Mehr Kundinnen und Kunden bedeuten auch weniger freie Sitzplätze, was sich in der gesunkenen Kundenzufriedenheit (79,3 von 100 Punkten; 1. Halbjahr 2022: 80,7) widerspiegelt. Die Zugs- (93,6%, +0,5) und Anschlusspünktlichkeit (98,8%, +0,0) im Personenverkehr waren trotz mehr Reisenden sehr hoch. In der Westschweiz und im Tessin ist die SBB aber nach wie vor nicht zufrieden. Wie bekannt, will die SBB die Pünktlichkeit in der Westschweiz mit einem neuen Fahrplan 2025 verbessern. Dieser wird robuster, indem die Fahrzeiten zwischen den Bahnhöfen verlängert wurden. Nur so können die nötigen Ausbau- und Unterhaltsarbeiten auf dem Netz durchgeführt werden. Im Tessin konnte dank gezielten Massnahmen die Verfügbarkeit und Zuverlässigkeit des Rollmaterials verbessert werden. Die Pünktlichkeitswerte im internationalen Personenverkehr sind nach wie vor nicht zufriedenstellend. Die Sendungspünktlichkeit bei SBB Cargo Schweiz lag bei 92,4 Prozent (+0,6 Prozentpunkte ggü. 1. Halbjahr 2022). Dank der neuen Pünktlichkeitsanzeige in den Loks will die SBB diese guten Pünktlichkeitswerte halten – und gleichzeitig Energie sparen.

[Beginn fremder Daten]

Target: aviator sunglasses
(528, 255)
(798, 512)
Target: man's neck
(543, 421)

SBB stellt sich aktuellen Herausforderungen und geht die Zukunft an

Die SBB muss sich bei der Arbeitssicherheit weiter verbessern. Im Vergleich zum ersten Halbjahr 2022 ereigneten sich mehr Berufsunfälle, aber weniger Rangier- und Zugsereignisse. Auch die Cybersicherheit beschäftigt die SBB stark. Seit der Pandemie ist ein starker Zuwachs an Cyberattacken zu verzeichnen. Die SBB investiert entsprechend jährlich einen zweistelligen Millionenbetrag in den Bereich Cyber Security.

Mehr als 95 Prozent aller Reisenden kauften ihr Billett digital oder am Billettautomaten. Ende Juni 2023 waren 437 000 GA im Umlauf, das sind 5,7 Prozent mehr als gegenüber Juni 2022 (-11,5% ggü. 2019). Bei den Halbtaxabonnementen waren 3,07 Millionen Stück im Umlauf, das sind 5,6 Prozent mehr als im Juni 2022 (+15,8% ggü. 2019). Das mit der öV-Branche neu entwickelte und eingeführte Jugendsortiment («GA Night», «Friends-Tageskarte Jugend», «Tandem-Tageskarte Jugend GA») findet grossen Anklang. Wegen der hohen Sensibilität für das Thema Nachhaltigkeit wird die Nachfrage nach klimafreundlichem Reisen im Zug weiter zunehmen. Darauf antwortet die SBB u.a. mit einem flexibleren Sitz- und Veloplatzangebot im Sinne ihrer Strategie 2030.

So stabilisiert die SBB die finanzielle Lage

Die SBB will bis 2030 rund sechs Milliarden Franken weniger ausgeben und so die finanzielle Lage nachhaltig stabilisieren. Dazu soll erstens der Fernverkehr, welcher stark unter den Auswirkungen der Pandemie gelitten hat, wieder nachhaltig profitabel werden. Dies, um die notwendigen Investitionen ins Rollmaterial und die damit erforderlichen Instandhaltungsanlagen aus eigener Kraft vornehmen zu können und zu verhindern, dass die Verschuldung weiter ansteigt. Zweitens will die SBB mit Unterstützung des Bundes im Einzelwagenladungsverkehr das strukturelle Defizit im Güterverkehr beseitigen; SBB Cargo ist seit August wieder eine 100-prozentige Tochtergesellschaft der SBB. Drittens sollen die erlittenen Verluste bei Infrastruktur Energie kompensiert und künftige Defizite vermieden werden. Auf Basis der Erkenntnisse aus dem vergangenen Winter mit drohender Energiemangellage und enormen Preisschwankungen am Energiemarkt hat die SBB eine neue Energiestrategie erarbeitet. Bis 2030 will sie die Deckung des Bahnstrombedarfs im Winterhalbjahr zu 95 Prozent längerfristig absichern. Die SBB setzt dabei auf die Intensivierung ihrer Energieeffizienz-Massnahmen, den Ausbau ihrer bestehenden Wasserkraftwerke und die Erschliessung ihrer Flächen für Photovoltaik (jährliche Photovoltaik-Produktion von 100 GWh bis 2030 und 160 GWh bis 2040).